Gaseous HCl dissociates into aq H⁺ and Cl⁻ ions, resulting in a higher disorder due to the involvement of a significant amount of solvent molecules to solvate these ions. Consequently, we can predict a positive \(\Delta S^{\circ}\).
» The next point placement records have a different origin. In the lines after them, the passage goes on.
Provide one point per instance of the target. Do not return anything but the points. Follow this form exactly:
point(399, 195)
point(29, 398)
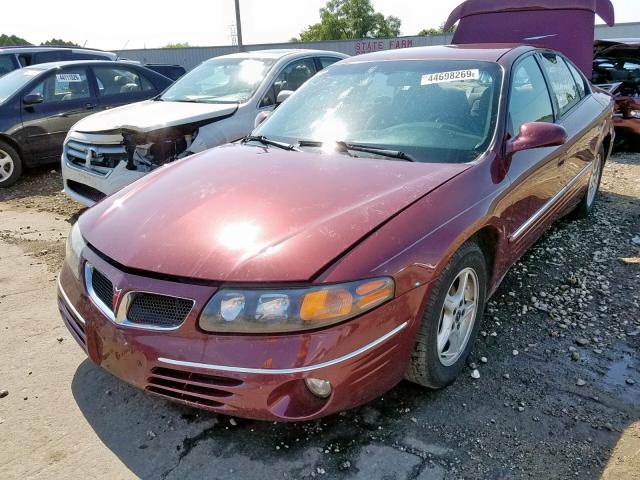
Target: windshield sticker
point(454, 76)
point(68, 77)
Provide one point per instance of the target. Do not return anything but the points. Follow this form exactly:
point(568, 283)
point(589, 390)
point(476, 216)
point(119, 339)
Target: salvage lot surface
point(558, 394)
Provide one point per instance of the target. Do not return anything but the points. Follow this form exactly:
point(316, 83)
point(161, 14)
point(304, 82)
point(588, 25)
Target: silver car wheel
point(594, 180)
point(6, 166)
point(458, 317)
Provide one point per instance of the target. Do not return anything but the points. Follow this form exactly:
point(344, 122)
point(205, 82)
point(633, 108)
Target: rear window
point(562, 83)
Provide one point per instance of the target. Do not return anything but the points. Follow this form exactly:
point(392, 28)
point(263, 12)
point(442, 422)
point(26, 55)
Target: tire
point(10, 165)
point(585, 207)
point(427, 366)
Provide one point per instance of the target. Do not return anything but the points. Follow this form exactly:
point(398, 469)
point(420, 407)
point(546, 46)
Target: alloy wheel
point(458, 317)
point(6, 166)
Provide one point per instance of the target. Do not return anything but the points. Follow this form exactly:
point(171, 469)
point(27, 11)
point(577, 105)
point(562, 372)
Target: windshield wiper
point(346, 147)
point(273, 143)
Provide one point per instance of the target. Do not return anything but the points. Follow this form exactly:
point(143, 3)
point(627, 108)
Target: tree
point(177, 45)
point(436, 31)
point(12, 40)
point(348, 19)
point(57, 42)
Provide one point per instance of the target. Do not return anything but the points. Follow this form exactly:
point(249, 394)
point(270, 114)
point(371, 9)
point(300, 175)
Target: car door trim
point(547, 206)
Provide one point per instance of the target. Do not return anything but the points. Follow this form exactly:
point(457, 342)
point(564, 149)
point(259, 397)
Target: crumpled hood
point(250, 214)
point(152, 115)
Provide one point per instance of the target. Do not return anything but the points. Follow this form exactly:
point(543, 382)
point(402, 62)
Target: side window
point(119, 80)
point(577, 76)
point(291, 78)
point(562, 83)
point(6, 64)
point(326, 61)
point(529, 99)
point(63, 86)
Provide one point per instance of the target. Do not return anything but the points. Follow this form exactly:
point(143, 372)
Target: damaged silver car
point(215, 103)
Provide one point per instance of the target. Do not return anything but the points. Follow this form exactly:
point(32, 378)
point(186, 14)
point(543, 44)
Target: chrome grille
point(103, 288)
point(98, 159)
point(158, 310)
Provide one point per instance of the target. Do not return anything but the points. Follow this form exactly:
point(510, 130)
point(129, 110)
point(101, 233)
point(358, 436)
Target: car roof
point(35, 48)
point(618, 41)
point(478, 52)
point(51, 65)
point(277, 54)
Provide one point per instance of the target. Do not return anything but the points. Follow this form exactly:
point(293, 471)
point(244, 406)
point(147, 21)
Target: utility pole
point(239, 27)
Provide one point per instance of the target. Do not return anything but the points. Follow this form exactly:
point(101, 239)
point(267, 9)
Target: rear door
point(576, 111)
point(68, 96)
point(119, 85)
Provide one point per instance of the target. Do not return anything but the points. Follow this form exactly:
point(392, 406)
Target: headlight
point(75, 244)
point(294, 309)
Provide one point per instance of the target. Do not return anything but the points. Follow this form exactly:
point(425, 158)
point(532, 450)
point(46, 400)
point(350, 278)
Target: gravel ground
point(557, 393)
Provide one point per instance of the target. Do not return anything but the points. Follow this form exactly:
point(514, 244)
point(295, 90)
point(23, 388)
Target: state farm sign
point(368, 46)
Let's find the entropy changes in the reactants and products: - For HCl(g): \(S^{\circ}_{\text{HCl(g)}} = 186.9 \frac{J}{mol K}\) - For H⁺(aq): \(S^{\circ}_{\text{H⁺(aq)}} = 0 \frac{J}{mol K}\) (by convention) - For Cl⁻(aq): \(S^{\circ}_{\text{Cl⁻(aq)}} = 56.5 \frac{J}{mol K}\) Now we can substitute these values in the formula and calculate the change in entropy: \[\Delta S^{\circ} = (0 + 56.5) - (186.9)\] \[\Delta S^{\circ} = -130.4 \frac{J}{mol K}\] To summarize the results: - For reaction (a), the sign of \(\Delta S^{\circ}\) is negative, and the calculated value is -164.2 \(\frac{J}{mol K}\). - For reaction (b), the sign of \(\Delta S^{\circ}\) is positive, and the calculated value is 243.6 \(\frac{J}{mol K}\). - For reaction (c), the sign of \(\Delta S^{\circ}\) is negative, and the calculated value is -130.4 \(\frac{J}{mol K}\).